Face the Membership with CNBC’s Tyler Mathisen

NICSA members kicked off the second day of the NICSA’s 2019 Strategic Leadership Forum with an appearance from CNBC’s own Tyler Mathisen. Mathisen, “Power Lunch” Co-Anchor & Vice President of Events Strategy at CNBC, used his vast experience in financial journalism to lead a group of C-suite executives through a discussion around the latest business trends and challenges.

“We had a pre-session breakfast this morning where I thought we would talk about the matter of fee compression and working with lower margins, but our conversation pivoted to the attraction of talent and the retention of talent,” Mathisen said.

During that earlier session, Renee LaRoche-Morris, Chief Operating Officer at BNY Mellon Investment Management, said that the business of financial services and banking has been under attack for the past decade or so, making it essential to “convince young talent that banking is still cool.”

“I think there are opportunities to reach out to young folks in high school and college to get them acquainted with financial services again,” LaRoche-Morris said. “Secondly, there are really ‘cool’ roles for young people that involve technology, that involve interacting with people, and involve bringing financial services into the future. We need young, talented, technically-oriented people to fill those roles.”


Mathisen broached a similar topic with Amrit Kanwal, Executive Vice President and Chief Financial Officer at MFS Investment Management.

“You’re out there competing for young talent. There’s Google, there’s Facebook, there’s Amazon — they’re going on campus, just as you are, and they’re hiring 10,000 graduates at a clip,” Mathisen said. “They’re also willing to pay very flush salaries because they make a lot of money. You’re in a business where costs are being compressed. How do you convince that grad to come and work for you, and not go to Google?”

According to Kanwal, there’s a mismatch between the supply of asset management talent and demand for it.

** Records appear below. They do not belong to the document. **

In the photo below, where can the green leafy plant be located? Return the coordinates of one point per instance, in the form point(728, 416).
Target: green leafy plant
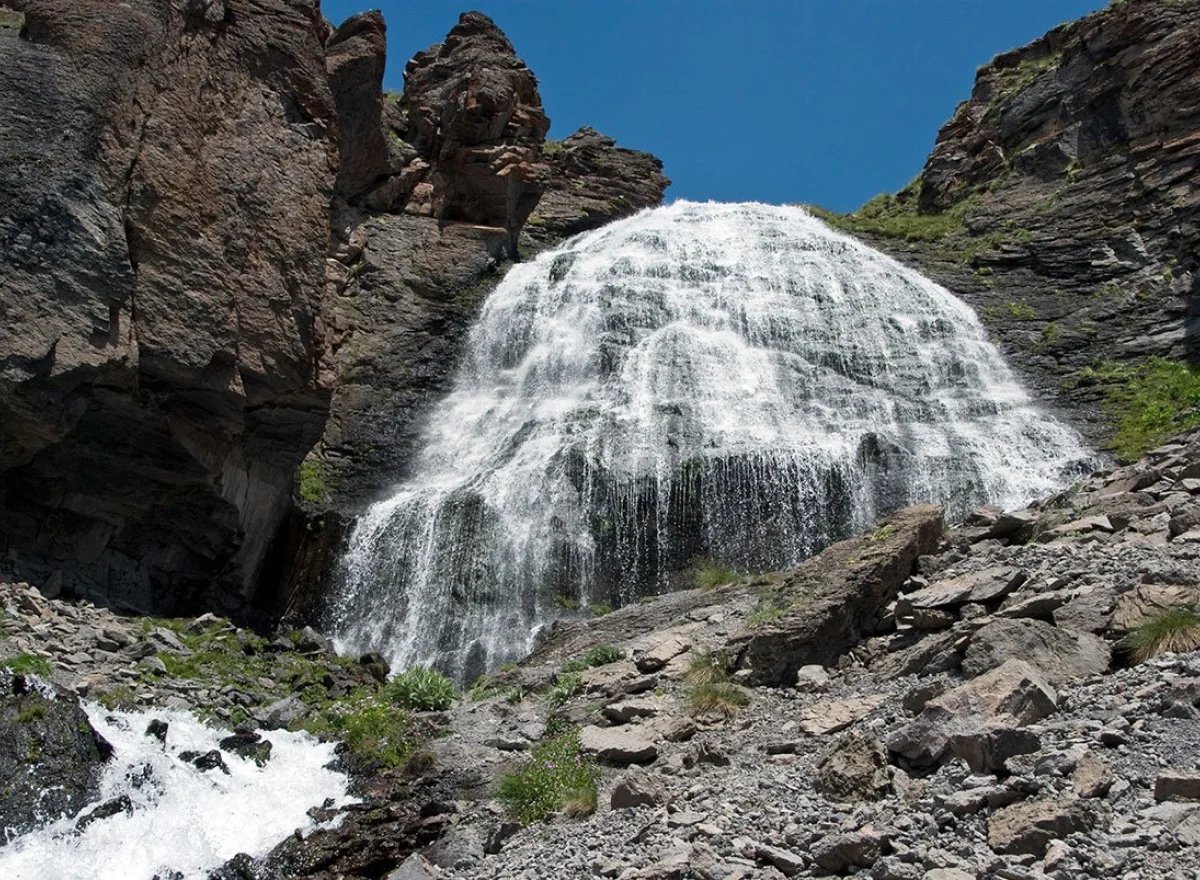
point(421, 688)
point(557, 777)
point(1150, 402)
point(1173, 629)
point(599, 656)
point(28, 664)
point(711, 574)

“It’s a little tougher now to get the best accounting graduates, technology graduates, and ops folks because what used to be a premium that was paid within the asset management industry is very quickly shrinking,” Kanwal said. “And there are too many of us. We’ll reach some sense of equilibrium, and we’ll be able to get the best again. In the meantime, you rent the talent. That suits the talent today because they can come in on a surgical strike, fix the problem, and move on to the next one.”

Kevin Mahn, President and Chief Investment Officer at Hennion & Walsh, Inc., said distribution channels are vastly different from those of just ten years ago.

“It’s a much more collaborative approach than it was in the past when you were just selling product — now, we’re trying to marry solution to need,” Mahn said. “Looking ahead, you could almost see that B2B becoming direct to consumer; the advisor gets taken out of the equation. If we don’t start working on that, we’re going to miss out on the wealth transfer that is going to take place in the next ten years.”


In an industry grappling with the burdens of margin pressure, Mathisen questioned how the panelists are attempting to generate growth within their businesses. For Mahn, the key is including complementary services to justify fees and zeroing in on FinTech.

“It’s much more of a financial-planning driven industry now than it is just an investment selection industry — they’re now packaging insurance services onto the practice,” he said. “I also think becoming more efficient goes back to technology, and the bridge to getting that next generation interested in Wall Street is FinTech. We’ve seen numerous examples of FinTech bringing new assets and fresh minds into the industry.”

Kanwal said active fees are dropping, but passive fees are dropping at twice the rate. There may be a secular shift toward passive, but within that secular shift, Kanwal believes we’re in a cyclical low point.

“As interest rates ultimately do rise, as the U.S. dollar weakens, maybe there’s a market correction. I think a lot of people today are buying passive because it’s cheaper — and they are right — but they also believe it’s safer, and they’re wrong about that. I think active will see its day again.”

LaRoche-Morris said the social media era demands a more technically savvy approach to distribution. Today, online communities are essential for younger generations, who seek feedback on just about everything.

“In terms of how we allow people to interact in a community in a technical way, I think it will have to come through some sort of platform that is going to have to be in their pockets,” she said.


Note: Although the observations contained in this work represent the best thoughts of the individuals comprising the NICSA panel, they do not necessarily reflect the views of NICSA or any of its member organizations. Matters addressed in this work may touch upon legal or regulatory matters, however nothing herein is intended to be or should be construed as legal advice. You should contact your own counsel in order to obtain legal advice regarding these or any other matters.